Written consent was obtained from parents and also from children 12 years of age and older. Ethical approval was obtained from the Human Research Ethics Committee of the Royal Children's Hospital, Melbourne, Australia and the Human Research Ethics Committee of Monash Medical Centre, Melbourne, Australia.

2.2. Examination data

The research nurse noted the natural skin and eye colour (with reference to standardized colour photographs) and ethnicity (White [listed as “Caucasian” on the examination form], Asian, African, Australian Aboriginal or Torres Strait Islander or Middle Eastern), and undertook a naevi count on the left arm [15,20]. Skin reflectance on the buttock (a non-sun exposed site), left back shoulder, upper inner arm and hand were measured at wavelengths 400 and 420 nm using a hand-held spectrophotometer (Minolta 2500d) to estimate cutaneous melanin density [21]. Previously, these spectrophotometric measurements have been shown to be correlated (r=0.68) with the histological measurements of cutaneous melanin [21]. Other past sun markers such as silicone rubber impressions of the dorsum of both hands [22] and ultraviolet fluorescence photography [23] were also collected but are part of an ongoing study and have thus not yet been analysed.

2.3. Laboratory data

Overall, for the 328 eligible children who presented with T1DM from 1st March 2008 to 30th June 2010, IAA and GADA AA levels were determined at the time of admission. GADA was measured by precipitation of in vitro transcribed-translated GAD65 biosynthetically labelled with [³⁵S]methionine. Sensitivity and specificity in the Diabetes Autoantibody Standardisation Programme [24] was 94% and 76%, respectively. IAA was measured by precipitation of ¹²⁵I-(A14) human insulin [25]. Sensitivity and specificity of the IAA assay in the Diabetes Autoantibody Standardisation Program was 22% and 99%, respectively. The thresholds for GADA and IAA positivity, 5 and 1.0 units/mL, respectively, were established as the 97.5 percentiles of unselected healthy children and young adults [26]. IAA and GADA levels were determined at the Royal Melbourne Hospital laboratory, Melbourne, Australia. The laboratory is a Nationally Accredited Testing laboratory for these tests. AA to GADA was available for 97.6% (241/247) of participants and IAA was available for 89.9% (222/247) of participants. The mean time between date of first presentation to hospital and the date of environmental examination was 6.4 (SD 6.8) weeks.

2.4. Statistical methods

The distribution of each AA level was first examined. The distributions were strongly skewed and thus a logarithmic transformation was used before further analysis. As there were a number of AA levels of zero, half the next lowest value was added to the zero's to enable all the results to be logged. Cut-off points for BMI for overweight and obese classification by age and sex were adopted from UK based criteria for children [27]. BMI scores under the overweight cut-off point were considered normal. Data were obtained for the monthly average of daily total UVR dose in Standard Erythemal Doses for Melbourne from 1993 to 2010 [28]. The UVR at month of birth was the average of UVR for the month for the years 1993–2008. This was the range of birth years for the cases.
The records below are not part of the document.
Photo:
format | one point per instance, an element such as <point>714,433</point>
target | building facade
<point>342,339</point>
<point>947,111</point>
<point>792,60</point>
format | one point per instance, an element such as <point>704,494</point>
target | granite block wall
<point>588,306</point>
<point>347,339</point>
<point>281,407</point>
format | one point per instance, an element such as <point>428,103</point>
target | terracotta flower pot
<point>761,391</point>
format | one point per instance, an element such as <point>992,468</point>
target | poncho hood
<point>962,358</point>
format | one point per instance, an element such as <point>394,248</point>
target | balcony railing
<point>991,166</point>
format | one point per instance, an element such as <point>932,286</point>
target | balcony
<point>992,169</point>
The UVR for the month of diagnosis was the monthly UVR assessed at the month and year of diagnosis. UVR was similarly determined for the child's 12th week of gestation only for Victorian born infants. The total UVR at 12 weeks pregnancy was obtained by multiplying the number of hours spent in the sun by the hourly UVR dose. Because the biological effect of sun exposure depends not only on time in sun but also the amount of skin exposed and whether exposed skin has a sunscreen barrier, we derived a composite sun exposure index, based partly on the total sun exposure score of Hanwell et al., which has been shown to account for 38% of variance (p=0.002) in serum 25OHD for adults at a latitude of 40°N [29]. A composite child sun exposure index last summer/winter was created. Children with greater time in the sun, less clothing, and where data available, less sunscreen were given a higher score (Supplementary Tables).
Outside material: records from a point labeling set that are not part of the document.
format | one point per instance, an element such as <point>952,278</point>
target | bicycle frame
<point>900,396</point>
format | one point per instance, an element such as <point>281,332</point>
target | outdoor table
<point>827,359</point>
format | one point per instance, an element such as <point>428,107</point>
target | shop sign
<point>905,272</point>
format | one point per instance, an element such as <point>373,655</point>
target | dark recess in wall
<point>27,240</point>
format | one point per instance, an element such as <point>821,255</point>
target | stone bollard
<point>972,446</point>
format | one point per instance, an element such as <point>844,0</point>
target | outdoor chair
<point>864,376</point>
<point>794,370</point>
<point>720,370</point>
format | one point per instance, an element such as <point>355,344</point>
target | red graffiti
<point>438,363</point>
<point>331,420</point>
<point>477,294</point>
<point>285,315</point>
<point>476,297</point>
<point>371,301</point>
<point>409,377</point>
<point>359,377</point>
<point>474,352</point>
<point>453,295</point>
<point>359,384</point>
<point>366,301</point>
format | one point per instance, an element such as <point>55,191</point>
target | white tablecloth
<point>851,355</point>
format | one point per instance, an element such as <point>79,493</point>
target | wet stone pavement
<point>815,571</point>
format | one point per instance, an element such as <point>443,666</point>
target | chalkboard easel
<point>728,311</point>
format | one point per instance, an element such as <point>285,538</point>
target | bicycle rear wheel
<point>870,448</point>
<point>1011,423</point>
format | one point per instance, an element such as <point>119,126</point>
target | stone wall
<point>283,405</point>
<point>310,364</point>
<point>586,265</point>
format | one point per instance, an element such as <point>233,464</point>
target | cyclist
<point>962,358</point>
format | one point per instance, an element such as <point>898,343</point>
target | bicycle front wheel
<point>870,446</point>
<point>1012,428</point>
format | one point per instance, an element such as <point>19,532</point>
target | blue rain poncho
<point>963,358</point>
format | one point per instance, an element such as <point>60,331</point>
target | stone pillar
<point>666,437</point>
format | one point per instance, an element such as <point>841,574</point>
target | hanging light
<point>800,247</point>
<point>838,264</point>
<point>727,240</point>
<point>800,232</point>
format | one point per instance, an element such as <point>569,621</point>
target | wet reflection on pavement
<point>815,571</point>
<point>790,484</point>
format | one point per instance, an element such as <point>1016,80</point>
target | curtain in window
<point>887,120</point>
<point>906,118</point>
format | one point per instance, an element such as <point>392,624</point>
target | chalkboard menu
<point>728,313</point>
Multiple linear regression was used to examine how factors related to continuous AA levels. We were also interested to examine the presence of any AA and how factors may, in particular, predict multiple AA. To examine factors associated with seropositivity to both IAA and GADA, adjusted odds ratios and 95% confidence intervals were estimated by logistic regression. For multivariable analyses using either of these models, potential confounders such age and sex were included in the models as covariates to provide adjusted estimates of mean difference or risk, respectively. We used Stata 11.1 software (StataCorp, College Station, TX) for all analyses.

3. Results

The case sample consisted of 247 children under 15 years of age who were diagnosed at the two Melbourne hospitals from 1 March 2008 to 30 June 2010. The overall case participation rate was 75.3% (247/328). The case sample was gender balanced with 47.4% (117/247) females and a mean age at diagnosis of 8.3 (SD 3.7) years. Almost all the participants were Caucasian, 90.2% (222/246), and the skin pigmentation of the buttock was 2.5% melanin (SD 1.5). Nearly one fifth (19.0% (47/247)) of the cases presented by age <5 years (Fig. 1). GADA seropositivity was evident in 58.9% (142/241) of participants and IAA in 42.3% (94/222) of participants. The majority of those seropositive for IAA (≥1.0 units/mL) also had evidence of GADA seropositivity (≥5 units/mL): 62.4% (58/93). Overall, 48.9% (108/221) were seropositive to one antibody and 26.2% (58/221) were positive to two antibodies. Among those with multiple antibodies the quantitative titre of antibodies was only weakly correlated (r=0.13 (−0.001 to 0.26), p-value=0.05).

Fig. 1.

Age of onset distribution of type 1 diabetes mellitus cases presenting during 2008–2010 in Melbourne, Australia.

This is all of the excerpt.